Deep within every one of us is the need to belong. Young children take pride in belonging to their parents; adolescents carve out new identities and belong to their friends; emerging into adulthood there is the need to belong to independent ideas and convictions; and it is not uncommon that as we grow older in our adulthood we seek out our past recovering what and who we are and to whom we belong.

What a lovely place church can be as we seek to reconnect with our past as well as face the unknown future. Whether one is a church member going back many generations, or simply a pilgrim passing briefly through, we all are wanting and seeking the same thing: to belong.

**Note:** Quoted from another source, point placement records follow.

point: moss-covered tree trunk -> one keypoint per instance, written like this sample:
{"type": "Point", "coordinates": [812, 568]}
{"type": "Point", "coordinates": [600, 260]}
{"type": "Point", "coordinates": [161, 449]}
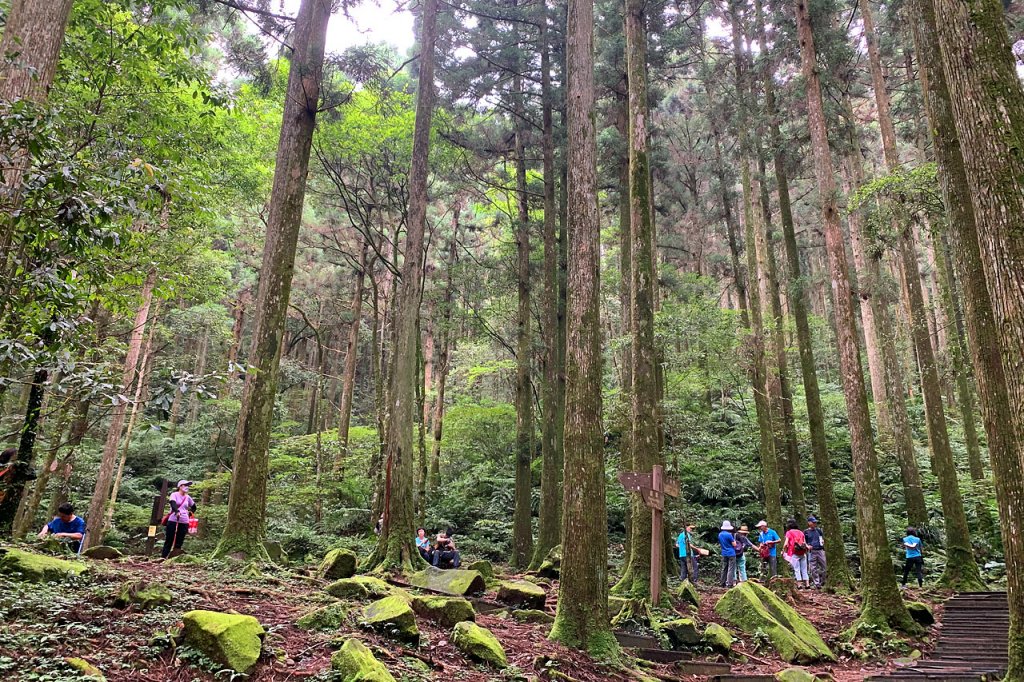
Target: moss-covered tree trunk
{"type": "Point", "coordinates": [978, 116]}
{"type": "Point", "coordinates": [882, 604]}
{"type": "Point", "coordinates": [246, 524]}
{"type": "Point", "coordinates": [582, 620]}
{"type": "Point", "coordinates": [395, 549]}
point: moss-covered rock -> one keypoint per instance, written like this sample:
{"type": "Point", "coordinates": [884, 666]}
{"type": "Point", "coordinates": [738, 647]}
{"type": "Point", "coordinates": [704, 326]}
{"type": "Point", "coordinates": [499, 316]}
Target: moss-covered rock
{"type": "Point", "coordinates": [337, 564]}
{"type": "Point", "coordinates": [688, 593]}
{"type": "Point", "coordinates": [229, 639]}
{"type": "Point", "coordinates": [142, 594]}
{"type": "Point", "coordinates": [681, 633]}
{"type": "Point", "coordinates": [456, 582]}
{"type": "Point", "coordinates": [532, 615]}
{"type": "Point", "coordinates": [358, 587]}
{"type": "Point", "coordinates": [355, 663]}
{"type": "Point", "coordinates": [718, 638]}
{"type": "Point", "coordinates": [478, 643]}
{"type": "Point", "coordinates": [751, 607]}
{"type": "Point", "coordinates": [331, 616]}
{"type": "Point", "coordinates": [521, 593]}
{"type": "Point", "coordinates": [552, 564]}
{"type": "Point", "coordinates": [86, 669]}
{"type": "Point", "coordinates": [921, 612]}
{"type": "Point", "coordinates": [392, 616]}
{"type": "Point", "coordinates": [444, 610]}
{"type": "Point", "coordinates": [102, 553]}
{"type": "Point", "coordinates": [32, 567]}
{"type": "Point", "coordinates": [483, 567]}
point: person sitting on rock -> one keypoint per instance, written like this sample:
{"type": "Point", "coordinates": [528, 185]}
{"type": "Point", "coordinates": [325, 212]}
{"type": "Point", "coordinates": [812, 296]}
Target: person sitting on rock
{"type": "Point", "coordinates": [66, 527]}
{"type": "Point", "coordinates": [445, 554]}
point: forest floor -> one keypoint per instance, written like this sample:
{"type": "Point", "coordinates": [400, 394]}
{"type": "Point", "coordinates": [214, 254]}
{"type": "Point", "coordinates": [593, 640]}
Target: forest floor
{"type": "Point", "coordinates": [41, 625]}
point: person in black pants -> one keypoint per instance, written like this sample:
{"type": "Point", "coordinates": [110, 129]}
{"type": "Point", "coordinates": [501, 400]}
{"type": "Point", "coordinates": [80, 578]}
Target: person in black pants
{"type": "Point", "coordinates": [182, 507]}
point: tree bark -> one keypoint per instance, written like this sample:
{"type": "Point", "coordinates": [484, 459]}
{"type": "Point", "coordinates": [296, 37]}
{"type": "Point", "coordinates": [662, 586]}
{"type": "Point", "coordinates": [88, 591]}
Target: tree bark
{"type": "Point", "coordinates": [582, 620]}
{"type": "Point", "coordinates": [882, 604]}
{"type": "Point", "coordinates": [246, 525]}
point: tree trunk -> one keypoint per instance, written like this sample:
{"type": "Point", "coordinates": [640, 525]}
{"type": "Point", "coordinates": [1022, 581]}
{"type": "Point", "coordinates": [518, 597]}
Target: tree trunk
{"type": "Point", "coordinates": [977, 146]}
{"type": "Point", "coordinates": [582, 620]}
{"type": "Point", "coordinates": [882, 604]}
{"type": "Point", "coordinates": [104, 476]}
{"type": "Point", "coordinates": [394, 547]}
{"type": "Point", "coordinates": [246, 524]}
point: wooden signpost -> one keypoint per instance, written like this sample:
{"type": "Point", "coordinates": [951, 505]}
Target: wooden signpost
{"type": "Point", "coordinates": [652, 487]}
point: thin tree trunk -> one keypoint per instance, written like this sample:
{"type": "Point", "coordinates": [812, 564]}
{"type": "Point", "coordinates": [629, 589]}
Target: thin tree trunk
{"type": "Point", "coordinates": [882, 604]}
{"type": "Point", "coordinates": [246, 525]}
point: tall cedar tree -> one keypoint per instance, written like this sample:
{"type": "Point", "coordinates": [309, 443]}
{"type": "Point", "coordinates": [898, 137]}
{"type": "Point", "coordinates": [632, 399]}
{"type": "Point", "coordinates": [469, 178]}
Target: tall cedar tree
{"type": "Point", "coordinates": [246, 525]}
{"type": "Point", "coordinates": [882, 604]}
{"type": "Point", "coordinates": [987, 99]}
{"type": "Point", "coordinates": [394, 546]}
{"type": "Point", "coordinates": [582, 620]}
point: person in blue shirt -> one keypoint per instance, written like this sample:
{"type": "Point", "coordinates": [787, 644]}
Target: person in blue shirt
{"type": "Point", "coordinates": [767, 541]}
{"type": "Point", "coordinates": [914, 560]}
{"type": "Point", "coordinates": [66, 527]}
{"type": "Point", "coordinates": [728, 543]}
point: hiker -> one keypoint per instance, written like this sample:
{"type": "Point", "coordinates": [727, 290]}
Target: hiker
{"type": "Point", "coordinates": [687, 555]}
{"type": "Point", "coordinates": [423, 544]}
{"type": "Point", "coordinates": [176, 523]}
{"type": "Point", "coordinates": [795, 549]}
{"type": "Point", "coordinates": [66, 526]}
{"type": "Point", "coordinates": [728, 543]}
{"type": "Point", "coordinates": [445, 554]}
{"type": "Point", "coordinates": [767, 540]}
{"type": "Point", "coordinates": [816, 564]}
{"type": "Point", "coordinates": [742, 544]}
{"type": "Point", "coordinates": [914, 560]}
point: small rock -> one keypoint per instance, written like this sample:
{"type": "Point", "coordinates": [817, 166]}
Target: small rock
{"type": "Point", "coordinates": [521, 593]}
{"type": "Point", "coordinates": [229, 639]}
{"type": "Point", "coordinates": [356, 664]}
{"type": "Point", "coordinates": [478, 643]}
{"type": "Point", "coordinates": [338, 563]}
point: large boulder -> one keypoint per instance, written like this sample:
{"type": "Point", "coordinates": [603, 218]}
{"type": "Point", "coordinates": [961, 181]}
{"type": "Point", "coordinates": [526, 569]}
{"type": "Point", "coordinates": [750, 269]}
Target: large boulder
{"type": "Point", "coordinates": [358, 587]}
{"type": "Point", "coordinates": [102, 553]}
{"type": "Point", "coordinates": [354, 663]}
{"type": "Point", "coordinates": [33, 567]}
{"type": "Point", "coordinates": [681, 633]}
{"type": "Point", "coordinates": [337, 564]}
{"type": "Point", "coordinates": [456, 582]}
{"type": "Point", "coordinates": [392, 616]}
{"type": "Point", "coordinates": [521, 593]}
{"type": "Point", "coordinates": [444, 610]}
{"type": "Point", "coordinates": [753, 607]}
{"type": "Point", "coordinates": [142, 594]}
{"type": "Point", "coordinates": [229, 639]}
{"type": "Point", "coordinates": [478, 643]}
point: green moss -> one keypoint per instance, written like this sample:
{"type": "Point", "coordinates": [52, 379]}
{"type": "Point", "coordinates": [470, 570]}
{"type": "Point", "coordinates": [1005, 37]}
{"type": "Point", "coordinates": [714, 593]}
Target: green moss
{"type": "Point", "coordinates": [33, 567]}
{"type": "Point", "coordinates": [358, 587]}
{"type": "Point", "coordinates": [752, 607]}
{"type": "Point", "coordinates": [478, 643]}
{"type": "Point", "coordinates": [86, 669]}
{"type": "Point", "coordinates": [338, 563]}
{"type": "Point", "coordinates": [331, 616]}
{"type": "Point", "coordinates": [392, 616]}
{"type": "Point", "coordinates": [229, 639]}
{"type": "Point", "coordinates": [444, 610]}
{"type": "Point", "coordinates": [355, 663]}
{"type": "Point", "coordinates": [521, 593]}
{"type": "Point", "coordinates": [456, 582]}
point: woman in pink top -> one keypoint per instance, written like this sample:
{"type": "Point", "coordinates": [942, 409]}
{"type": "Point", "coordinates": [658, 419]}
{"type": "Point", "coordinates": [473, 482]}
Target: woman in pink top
{"type": "Point", "coordinates": [795, 550]}
{"type": "Point", "coordinates": [182, 507]}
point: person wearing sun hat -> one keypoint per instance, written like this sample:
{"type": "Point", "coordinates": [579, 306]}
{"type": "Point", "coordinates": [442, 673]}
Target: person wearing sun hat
{"type": "Point", "coordinates": [182, 507]}
{"type": "Point", "coordinates": [728, 543]}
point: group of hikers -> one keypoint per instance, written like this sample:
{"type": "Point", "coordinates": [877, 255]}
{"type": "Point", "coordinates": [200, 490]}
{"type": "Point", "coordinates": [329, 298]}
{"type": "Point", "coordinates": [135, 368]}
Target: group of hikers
{"type": "Point", "coordinates": [803, 550]}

Each time we gather we are cultivating a time of belonging in Christ. Like a drive in the mountains where an old homesickness is stirred up, we are at our best when we can sense a hunger to connect, belong. This happens when we worship. Hymns or praise music; sermons or testimonies; high liturgy or simply casual – worship can be a beautiful dance with one another and the Most High God.

Cultivating a time of belonging happens around the table too – and here I mean the supper table. Wednesday evenings are some of my favorite times of belonging. Walking among the tables and speaking – even if it is briefly – to children doing their homework while rushing through a meal; catching up with harried adults who are moving quickly between work and home; and seniors who come early to see their friends have become a highlight of my week. Belonging.

The biblical and liturgical image is the table that Christ has set inviting us to come, sit, and share. Belonging is God’s gift to us and our gift to one another. This is church. This is belonging.